Agent builds a new parallel implementation that reintroduces an already-solved bug instead of discovering and using the existing working tool

Open 💬 0 comments Opened Jun 29, 2026 by Mig-Sornrakrit

Summary

Faced with a task that an existing, correct tool/script in the repo already performed, the agent built a new parallel implementation instead of discovering and using the existing one. The new implementation diverged from the working path and reintroduced a defect the existing tool had already solved — costing hours and creating a regression the user had to catch ("you already have a working path — use it").

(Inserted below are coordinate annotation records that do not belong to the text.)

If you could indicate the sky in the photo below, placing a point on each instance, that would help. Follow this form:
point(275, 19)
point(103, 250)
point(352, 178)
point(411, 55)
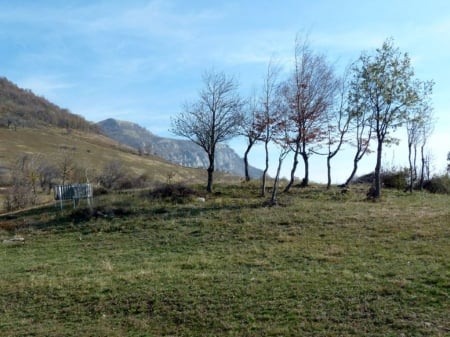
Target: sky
point(141, 60)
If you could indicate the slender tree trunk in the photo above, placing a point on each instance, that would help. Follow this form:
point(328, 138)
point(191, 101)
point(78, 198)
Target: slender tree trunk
point(355, 169)
point(273, 199)
point(328, 172)
point(422, 169)
point(266, 168)
point(294, 168)
point(411, 178)
point(377, 190)
point(305, 181)
point(247, 151)
point(209, 187)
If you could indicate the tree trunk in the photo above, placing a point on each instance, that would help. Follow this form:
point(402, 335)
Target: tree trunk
point(273, 199)
point(355, 169)
point(249, 146)
point(209, 187)
point(266, 168)
point(305, 181)
point(377, 187)
point(294, 168)
point(422, 169)
point(328, 172)
point(411, 178)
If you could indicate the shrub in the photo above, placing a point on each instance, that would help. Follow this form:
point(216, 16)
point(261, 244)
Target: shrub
point(395, 179)
point(178, 193)
point(440, 184)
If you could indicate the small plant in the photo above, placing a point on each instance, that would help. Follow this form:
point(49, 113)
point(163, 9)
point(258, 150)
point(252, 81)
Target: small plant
point(177, 193)
point(440, 184)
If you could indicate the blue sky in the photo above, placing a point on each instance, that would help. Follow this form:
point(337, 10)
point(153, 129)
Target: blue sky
point(141, 60)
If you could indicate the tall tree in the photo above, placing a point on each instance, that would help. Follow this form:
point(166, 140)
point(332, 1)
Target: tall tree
point(360, 126)
point(281, 140)
point(251, 130)
point(214, 118)
point(448, 161)
point(419, 124)
point(268, 120)
point(309, 94)
point(338, 120)
point(386, 90)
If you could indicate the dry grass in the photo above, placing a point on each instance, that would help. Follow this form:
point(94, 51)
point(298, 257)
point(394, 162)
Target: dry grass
point(321, 264)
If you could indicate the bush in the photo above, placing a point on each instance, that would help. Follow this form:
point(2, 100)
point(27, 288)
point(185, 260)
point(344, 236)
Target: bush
point(439, 184)
point(178, 193)
point(395, 179)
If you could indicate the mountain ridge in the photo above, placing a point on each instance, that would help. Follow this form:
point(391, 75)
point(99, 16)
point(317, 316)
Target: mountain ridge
point(178, 151)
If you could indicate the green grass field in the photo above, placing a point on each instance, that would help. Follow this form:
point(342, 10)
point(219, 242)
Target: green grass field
point(320, 264)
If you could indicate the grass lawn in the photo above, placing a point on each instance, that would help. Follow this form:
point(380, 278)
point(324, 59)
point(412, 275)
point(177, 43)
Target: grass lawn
point(320, 264)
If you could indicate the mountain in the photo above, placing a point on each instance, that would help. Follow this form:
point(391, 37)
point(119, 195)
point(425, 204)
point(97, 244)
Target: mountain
point(22, 108)
point(181, 152)
point(32, 127)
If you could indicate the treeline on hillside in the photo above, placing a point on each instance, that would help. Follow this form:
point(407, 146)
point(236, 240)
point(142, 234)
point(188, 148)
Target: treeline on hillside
point(22, 108)
point(35, 175)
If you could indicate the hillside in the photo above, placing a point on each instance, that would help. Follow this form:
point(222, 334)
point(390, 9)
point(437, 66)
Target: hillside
point(181, 152)
point(34, 127)
point(21, 108)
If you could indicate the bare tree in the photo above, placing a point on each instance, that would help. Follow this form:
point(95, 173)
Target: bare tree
point(360, 126)
point(385, 89)
point(214, 118)
point(338, 124)
point(418, 127)
point(268, 119)
point(281, 139)
point(309, 94)
point(250, 130)
point(448, 161)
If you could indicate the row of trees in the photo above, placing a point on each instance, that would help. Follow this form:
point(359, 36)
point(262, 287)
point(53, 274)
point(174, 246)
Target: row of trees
point(314, 111)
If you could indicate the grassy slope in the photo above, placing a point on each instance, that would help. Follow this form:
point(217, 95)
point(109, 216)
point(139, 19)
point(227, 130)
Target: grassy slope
point(92, 151)
point(323, 264)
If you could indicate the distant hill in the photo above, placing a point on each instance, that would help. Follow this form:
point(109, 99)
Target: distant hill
point(22, 108)
point(31, 125)
point(181, 152)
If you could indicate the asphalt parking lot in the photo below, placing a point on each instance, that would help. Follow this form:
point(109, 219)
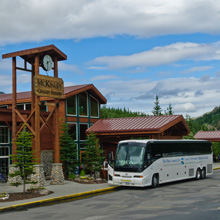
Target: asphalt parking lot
point(189, 199)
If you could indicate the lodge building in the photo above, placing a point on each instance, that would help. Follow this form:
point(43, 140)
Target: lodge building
point(80, 108)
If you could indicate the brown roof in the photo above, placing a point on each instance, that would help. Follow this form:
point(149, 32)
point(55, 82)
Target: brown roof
point(29, 54)
point(136, 124)
point(207, 135)
point(68, 91)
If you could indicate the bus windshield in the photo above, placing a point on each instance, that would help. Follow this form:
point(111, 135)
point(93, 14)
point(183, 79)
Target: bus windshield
point(130, 157)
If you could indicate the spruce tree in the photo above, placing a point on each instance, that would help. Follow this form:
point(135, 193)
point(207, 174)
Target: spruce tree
point(94, 156)
point(157, 109)
point(23, 158)
point(68, 151)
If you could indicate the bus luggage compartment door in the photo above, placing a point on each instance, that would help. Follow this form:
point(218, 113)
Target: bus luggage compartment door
point(110, 174)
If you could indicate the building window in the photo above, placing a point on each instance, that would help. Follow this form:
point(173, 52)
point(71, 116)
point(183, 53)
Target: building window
point(4, 135)
point(83, 103)
point(20, 106)
point(94, 107)
point(71, 105)
point(73, 130)
point(27, 106)
point(83, 128)
point(3, 106)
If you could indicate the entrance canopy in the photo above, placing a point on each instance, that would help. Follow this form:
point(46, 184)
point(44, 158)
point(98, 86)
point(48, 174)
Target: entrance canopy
point(155, 127)
point(208, 135)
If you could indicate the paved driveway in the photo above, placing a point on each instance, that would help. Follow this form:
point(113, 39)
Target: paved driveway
point(181, 200)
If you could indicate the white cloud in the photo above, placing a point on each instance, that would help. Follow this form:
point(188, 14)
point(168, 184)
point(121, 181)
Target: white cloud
point(69, 68)
point(68, 19)
point(185, 108)
point(198, 69)
point(104, 77)
point(184, 94)
point(162, 55)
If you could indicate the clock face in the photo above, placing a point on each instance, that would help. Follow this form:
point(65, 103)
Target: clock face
point(47, 62)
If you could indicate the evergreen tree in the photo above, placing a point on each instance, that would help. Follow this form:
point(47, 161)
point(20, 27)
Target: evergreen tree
point(157, 109)
point(68, 151)
point(23, 158)
point(93, 157)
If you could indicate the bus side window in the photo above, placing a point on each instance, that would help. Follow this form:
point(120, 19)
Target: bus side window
point(110, 158)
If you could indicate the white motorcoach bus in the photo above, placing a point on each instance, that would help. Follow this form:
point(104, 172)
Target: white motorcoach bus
point(152, 162)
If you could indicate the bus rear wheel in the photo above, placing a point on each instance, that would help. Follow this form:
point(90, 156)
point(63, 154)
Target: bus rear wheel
point(198, 174)
point(155, 181)
point(203, 173)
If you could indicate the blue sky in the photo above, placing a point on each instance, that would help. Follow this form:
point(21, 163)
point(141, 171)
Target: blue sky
point(130, 50)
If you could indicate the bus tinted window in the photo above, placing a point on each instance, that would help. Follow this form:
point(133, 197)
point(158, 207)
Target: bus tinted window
point(179, 149)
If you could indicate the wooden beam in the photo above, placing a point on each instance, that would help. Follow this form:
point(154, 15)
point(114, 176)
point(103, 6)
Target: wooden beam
point(37, 114)
point(25, 122)
point(23, 69)
point(45, 122)
point(8, 125)
point(56, 120)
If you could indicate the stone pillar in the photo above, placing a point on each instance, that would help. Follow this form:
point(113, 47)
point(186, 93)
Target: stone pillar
point(38, 176)
point(57, 177)
point(16, 179)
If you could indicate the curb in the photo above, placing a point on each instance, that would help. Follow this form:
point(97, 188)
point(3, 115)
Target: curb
point(57, 199)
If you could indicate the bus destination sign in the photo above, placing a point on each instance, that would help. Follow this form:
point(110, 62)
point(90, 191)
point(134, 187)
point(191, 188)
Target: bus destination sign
point(48, 86)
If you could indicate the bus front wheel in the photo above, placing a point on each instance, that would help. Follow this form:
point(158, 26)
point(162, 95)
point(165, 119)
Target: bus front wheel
point(155, 181)
point(198, 174)
point(203, 173)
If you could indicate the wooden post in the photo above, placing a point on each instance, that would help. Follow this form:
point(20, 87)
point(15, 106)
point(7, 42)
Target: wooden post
point(56, 121)
point(32, 102)
point(37, 115)
point(14, 103)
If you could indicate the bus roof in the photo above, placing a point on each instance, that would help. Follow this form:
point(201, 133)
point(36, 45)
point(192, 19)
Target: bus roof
point(165, 141)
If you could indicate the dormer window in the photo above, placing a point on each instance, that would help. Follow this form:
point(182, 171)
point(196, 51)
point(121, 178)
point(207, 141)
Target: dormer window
point(83, 104)
point(94, 107)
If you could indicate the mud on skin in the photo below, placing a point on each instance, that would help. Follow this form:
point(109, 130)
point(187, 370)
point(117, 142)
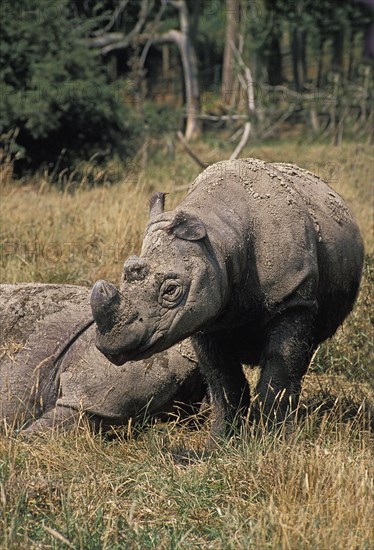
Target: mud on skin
point(258, 264)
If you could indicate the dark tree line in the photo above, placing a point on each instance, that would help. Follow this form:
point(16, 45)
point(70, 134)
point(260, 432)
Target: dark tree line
point(76, 78)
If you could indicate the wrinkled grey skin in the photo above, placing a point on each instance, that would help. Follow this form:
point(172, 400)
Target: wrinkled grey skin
point(259, 263)
point(51, 371)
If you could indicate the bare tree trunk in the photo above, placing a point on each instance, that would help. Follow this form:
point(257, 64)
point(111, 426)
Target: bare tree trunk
point(113, 41)
point(231, 37)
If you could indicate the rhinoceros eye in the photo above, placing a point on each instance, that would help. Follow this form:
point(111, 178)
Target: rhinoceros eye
point(171, 292)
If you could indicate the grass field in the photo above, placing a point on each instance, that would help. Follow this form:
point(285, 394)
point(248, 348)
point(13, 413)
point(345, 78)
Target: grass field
point(309, 488)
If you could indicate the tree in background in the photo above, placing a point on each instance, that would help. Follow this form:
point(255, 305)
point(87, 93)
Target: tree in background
point(54, 89)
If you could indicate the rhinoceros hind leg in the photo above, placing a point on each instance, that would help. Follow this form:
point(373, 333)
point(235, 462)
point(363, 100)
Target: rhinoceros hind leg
point(227, 386)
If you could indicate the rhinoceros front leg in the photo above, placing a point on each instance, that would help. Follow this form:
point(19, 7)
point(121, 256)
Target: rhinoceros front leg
point(287, 353)
point(228, 388)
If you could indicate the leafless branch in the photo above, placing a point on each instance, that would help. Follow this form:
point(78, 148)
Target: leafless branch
point(193, 155)
point(248, 77)
point(117, 12)
point(243, 141)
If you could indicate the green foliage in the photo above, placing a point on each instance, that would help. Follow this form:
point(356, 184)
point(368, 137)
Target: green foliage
point(54, 88)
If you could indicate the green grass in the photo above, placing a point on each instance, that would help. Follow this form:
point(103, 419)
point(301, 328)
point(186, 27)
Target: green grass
point(311, 487)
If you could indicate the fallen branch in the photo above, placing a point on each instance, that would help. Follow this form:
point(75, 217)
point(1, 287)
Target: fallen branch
point(193, 155)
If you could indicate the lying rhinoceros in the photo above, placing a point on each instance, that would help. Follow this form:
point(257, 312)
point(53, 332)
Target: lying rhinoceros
point(51, 371)
point(259, 263)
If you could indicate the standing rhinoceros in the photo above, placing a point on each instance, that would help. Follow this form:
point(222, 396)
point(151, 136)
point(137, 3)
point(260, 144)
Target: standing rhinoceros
point(259, 263)
point(51, 371)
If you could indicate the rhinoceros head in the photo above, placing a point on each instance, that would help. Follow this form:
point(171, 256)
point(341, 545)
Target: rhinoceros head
point(167, 293)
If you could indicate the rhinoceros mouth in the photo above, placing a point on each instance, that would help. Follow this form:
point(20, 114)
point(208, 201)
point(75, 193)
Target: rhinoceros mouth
point(138, 354)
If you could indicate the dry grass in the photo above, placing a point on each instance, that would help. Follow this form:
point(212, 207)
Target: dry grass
point(310, 488)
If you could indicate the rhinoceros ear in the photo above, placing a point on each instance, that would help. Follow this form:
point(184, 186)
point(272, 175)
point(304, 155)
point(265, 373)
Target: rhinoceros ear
point(187, 227)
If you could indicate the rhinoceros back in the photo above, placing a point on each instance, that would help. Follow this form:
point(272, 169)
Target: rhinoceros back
point(37, 322)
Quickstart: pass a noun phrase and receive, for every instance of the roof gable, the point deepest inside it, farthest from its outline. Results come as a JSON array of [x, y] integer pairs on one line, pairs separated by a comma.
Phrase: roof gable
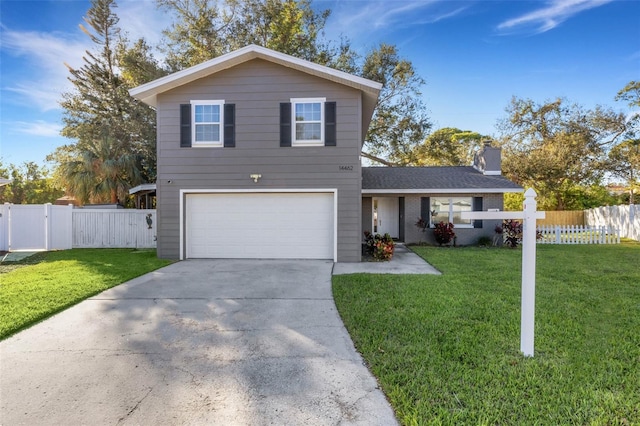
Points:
[[454, 179], [148, 92]]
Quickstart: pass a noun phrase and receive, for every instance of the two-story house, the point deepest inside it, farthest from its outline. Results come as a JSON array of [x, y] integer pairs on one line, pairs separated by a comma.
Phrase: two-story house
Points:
[[258, 156]]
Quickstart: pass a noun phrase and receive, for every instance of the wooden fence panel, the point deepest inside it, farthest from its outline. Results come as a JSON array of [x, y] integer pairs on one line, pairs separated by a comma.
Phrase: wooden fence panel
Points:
[[114, 228], [572, 234], [626, 218], [567, 217], [4, 227]]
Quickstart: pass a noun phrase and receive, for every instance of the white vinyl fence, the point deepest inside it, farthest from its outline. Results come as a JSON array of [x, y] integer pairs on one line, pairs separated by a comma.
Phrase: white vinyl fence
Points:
[[577, 234], [35, 227], [31, 227], [626, 218]]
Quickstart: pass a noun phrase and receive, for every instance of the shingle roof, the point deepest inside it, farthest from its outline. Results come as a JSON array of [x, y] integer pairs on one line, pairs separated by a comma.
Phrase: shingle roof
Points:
[[433, 179]]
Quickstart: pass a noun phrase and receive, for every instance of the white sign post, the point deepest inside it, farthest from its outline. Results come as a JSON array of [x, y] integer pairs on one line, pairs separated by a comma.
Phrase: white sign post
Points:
[[528, 217]]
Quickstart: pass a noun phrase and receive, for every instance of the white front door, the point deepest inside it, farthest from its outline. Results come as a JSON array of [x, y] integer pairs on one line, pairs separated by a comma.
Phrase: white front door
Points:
[[386, 216]]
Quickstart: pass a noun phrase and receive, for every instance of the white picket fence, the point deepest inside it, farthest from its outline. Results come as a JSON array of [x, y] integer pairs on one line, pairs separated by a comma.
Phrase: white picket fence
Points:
[[626, 218], [577, 234], [33, 227]]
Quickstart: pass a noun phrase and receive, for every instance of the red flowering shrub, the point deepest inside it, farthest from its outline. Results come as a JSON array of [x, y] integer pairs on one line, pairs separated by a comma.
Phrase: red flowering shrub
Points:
[[380, 247], [444, 233]]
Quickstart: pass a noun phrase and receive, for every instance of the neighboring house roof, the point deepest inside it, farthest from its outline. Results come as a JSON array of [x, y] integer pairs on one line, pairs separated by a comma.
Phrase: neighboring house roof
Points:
[[148, 93], [378, 180], [145, 188]]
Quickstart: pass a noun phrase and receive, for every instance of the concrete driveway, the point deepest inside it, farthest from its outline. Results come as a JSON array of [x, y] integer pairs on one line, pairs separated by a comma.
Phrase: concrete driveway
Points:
[[224, 342]]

What happened (abstracted)

  1. The repo already contained a working tool/script for the task, with the correct configuration (a key option deliberately set to the value that produces the right output).
  2. The agent did not search for that existing tool. It wrote a new routine for the same task.
  3. The new routine used the wrong configuration (the default / opposite of the option the existing tool deliberately set), reintroducing a bug the existing tool had already fixed.
  4. The agent then spent multiple rounds debugging its own new routine — while running the existing tool would have produced the correct result immediately.
  5. The user had to point out that a working path already existed.

Why this is a problem

  • Reinventing an existing, correct path is pure waste, and the new path silently drops the hard-won settings the original encoded.
  • The agent debugged its own self-inflicted regression for hours instead of using the proven tool.
  • It compounds: every new parallel path is another place to get the configuration wrong, and another thing to maintain.

Suggested behavior

  1. Before writing a routine for a task, search the repo for an existing tool/script/path that already does it (grep by function name / keyword / sibling module) and prefer using or extending it.
  2. If an existing path exists, diff the intended approach against it — especially any configuration/flags it deliberately sets — before writing anything new.
  3. Treat "I'll write a fresh driver/harness/script" as a red flag when an analogous one likely exists; find it first.
  4. When the same family has a working sibling, mirror the sibling's settings rather than re-deriving them.